The author of the attempted reform is the centrist president Emmanuel Macron. The political center in France is about where Joe Biden stands on the standard political spectrum in America. The center moves toward where the most political powerful extreme pulls. I will grant that Macron, a former banker, does not match either Biden’s or Trump’s economic ignorance. (As the French Civil Code maxim goes, “À l’impossible nul n’est tenu,” from the Latin Impossibilium nulla obligatio est, which translates into “the impossible is no legal obligation.”) Macron knows that assets below liabilities necessarily implies that the remainder, the owners’ net value (the future retirees’ pension value, in this case), is negative.
Two-thirds of French voters are opposed to the reform, that is, they want more of their pensions to be paid by the other third; or they don’t have a clue. Macron realizes this but argues, quite sensibly, that the majority would not want any of the alternatives either, such as higher current or future taxes, lower economic growth, or a more dramatic crash of the pension system along perhaps with general prosperity (see “Macron Government Bypasses France’s National Assembly to Pass Pension Overhaul,” Wall Street Journal, March 16, 2023—especially the accompanying video for Macron’s words).
The problem of Social Security in America is only less massive than in the French system. In both countries, the inability of “democratic” choices to deal with the problem is the same.
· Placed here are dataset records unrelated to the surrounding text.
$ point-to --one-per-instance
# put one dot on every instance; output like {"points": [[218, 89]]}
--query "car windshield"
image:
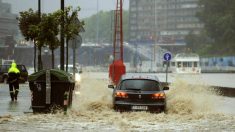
{"points": [[70, 70], [137, 84]]}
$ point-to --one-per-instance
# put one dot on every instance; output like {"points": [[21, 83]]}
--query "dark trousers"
{"points": [[14, 90]]}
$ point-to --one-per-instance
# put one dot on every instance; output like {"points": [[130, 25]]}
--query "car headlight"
{"points": [[77, 77]]}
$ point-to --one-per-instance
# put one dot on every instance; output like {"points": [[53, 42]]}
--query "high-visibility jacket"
{"points": [[13, 68], [13, 73]]}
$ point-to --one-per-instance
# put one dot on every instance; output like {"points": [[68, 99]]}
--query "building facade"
{"points": [[163, 21], [8, 22]]}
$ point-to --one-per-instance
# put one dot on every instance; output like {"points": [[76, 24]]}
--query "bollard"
{"points": [[65, 102]]}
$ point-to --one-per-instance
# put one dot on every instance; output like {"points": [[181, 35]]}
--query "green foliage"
{"points": [[28, 22], [105, 26], [218, 17], [49, 29], [72, 25]]}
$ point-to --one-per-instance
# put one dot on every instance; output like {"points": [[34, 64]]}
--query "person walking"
{"points": [[13, 80]]}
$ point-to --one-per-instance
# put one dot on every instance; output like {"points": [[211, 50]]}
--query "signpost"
{"points": [[167, 58], [75, 43]]}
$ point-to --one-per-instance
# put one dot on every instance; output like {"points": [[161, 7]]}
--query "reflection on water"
{"points": [[189, 108]]}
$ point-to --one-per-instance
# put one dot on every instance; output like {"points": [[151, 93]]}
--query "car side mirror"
{"points": [[111, 86], [166, 88]]}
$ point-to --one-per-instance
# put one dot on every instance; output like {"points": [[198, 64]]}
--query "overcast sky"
{"points": [[88, 7]]}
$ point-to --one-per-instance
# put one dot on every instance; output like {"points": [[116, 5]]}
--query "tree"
{"points": [[218, 17], [48, 32], [72, 27], [106, 27], [28, 22]]}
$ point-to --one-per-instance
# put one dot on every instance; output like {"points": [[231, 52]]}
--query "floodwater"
{"points": [[189, 108]]}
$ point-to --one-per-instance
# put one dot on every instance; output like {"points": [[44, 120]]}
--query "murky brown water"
{"points": [[190, 108]]}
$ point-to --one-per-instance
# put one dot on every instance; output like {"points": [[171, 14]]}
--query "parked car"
{"points": [[4, 73], [139, 92]]}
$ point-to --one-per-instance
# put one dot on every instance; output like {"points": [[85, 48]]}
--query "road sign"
{"points": [[167, 56]]}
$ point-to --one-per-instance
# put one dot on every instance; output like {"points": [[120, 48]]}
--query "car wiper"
{"points": [[133, 89]]}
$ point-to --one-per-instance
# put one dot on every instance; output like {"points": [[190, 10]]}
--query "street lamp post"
{"points": [[62, 38]]}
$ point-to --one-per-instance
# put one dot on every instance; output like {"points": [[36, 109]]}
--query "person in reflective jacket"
{"points": [[13, 80]]}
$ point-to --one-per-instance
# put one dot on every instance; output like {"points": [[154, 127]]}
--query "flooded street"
{"points": [[189, 108]]}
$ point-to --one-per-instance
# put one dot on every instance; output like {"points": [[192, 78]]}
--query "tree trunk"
{"points": [[52, 59], [34, 58], [67, 54], [39, 59]]}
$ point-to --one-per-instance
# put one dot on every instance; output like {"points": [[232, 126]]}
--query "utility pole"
{"points": [[35, 48], [62, 38]]}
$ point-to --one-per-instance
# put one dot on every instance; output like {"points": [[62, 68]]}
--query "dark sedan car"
{"points": [[139, 92]]}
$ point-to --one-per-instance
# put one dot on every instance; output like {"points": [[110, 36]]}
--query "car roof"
{"points": [[139, 76]]}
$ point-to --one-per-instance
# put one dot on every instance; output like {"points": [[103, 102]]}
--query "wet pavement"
{"points": [[188, 109]]}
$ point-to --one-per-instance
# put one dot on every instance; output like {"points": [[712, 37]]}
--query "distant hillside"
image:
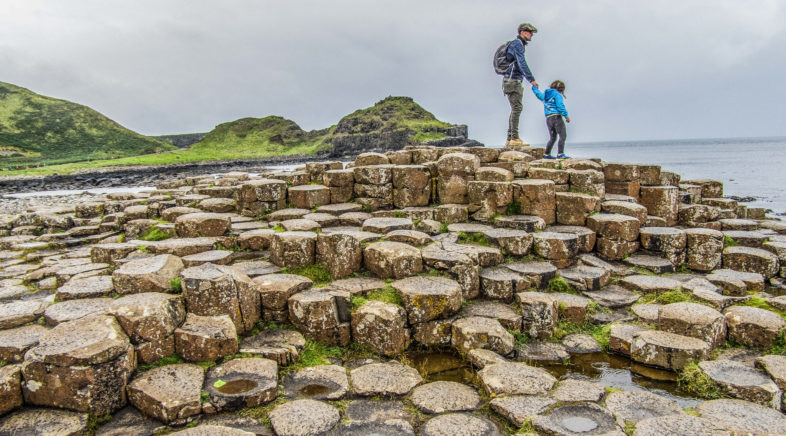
{"points": [[36, 129], [390, 124], [181, 140]]}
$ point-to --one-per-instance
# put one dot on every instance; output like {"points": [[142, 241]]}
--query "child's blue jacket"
{"points": [[553, 102]]}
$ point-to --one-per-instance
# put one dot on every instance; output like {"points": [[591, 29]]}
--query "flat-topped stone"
{"points": [[204, 338], [504, 313], [657, 265], [392, 259], [14, 343], [281, 346], [752, 260], [153, 274], [753, 327], [391, 378], [587, 419], [635, 406], [528, 223], [386, 225], [743, 382], [586, 278], [193, 225], [502, 283], [323, 382], [169, 393], [539, 273], [80, 365], [613, 297], [743, 417], [44, 422], [667, 350], [678, 425], [516, 242], [445, 396], [459, 423], [75, 309], [303, 417], [20, 312], [480, 332], [519, 409], [695, 320], [428, 298], [649, 284], [88, 287], [515, 379]]}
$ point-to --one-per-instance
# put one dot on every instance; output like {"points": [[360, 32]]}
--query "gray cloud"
{"points": [[635, 70]]}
Such is the failure of “democracy” as we know it. Instead of a procedure for changing the rulers without violence or civil war and thus hopefully constraining their self-interest and folly, democracy is viewed as a system in which the majority can “legitimately” decide anything it wants and impose its desires and greed on the minority. (See my forthcoming Econlib review of Friedrich Hayek’s The Political Order of a Free People.) This sort of political philosophy ignores the discoveries of the Public Choice school of economics which has studied phenomena such as the incoherence of unconstrained majoritarian choices, the rational ignorance of the individual voter, and the triumph of organized interests which manipulate puppet politicians and voters. A mob is seldom, if ever, libertarian.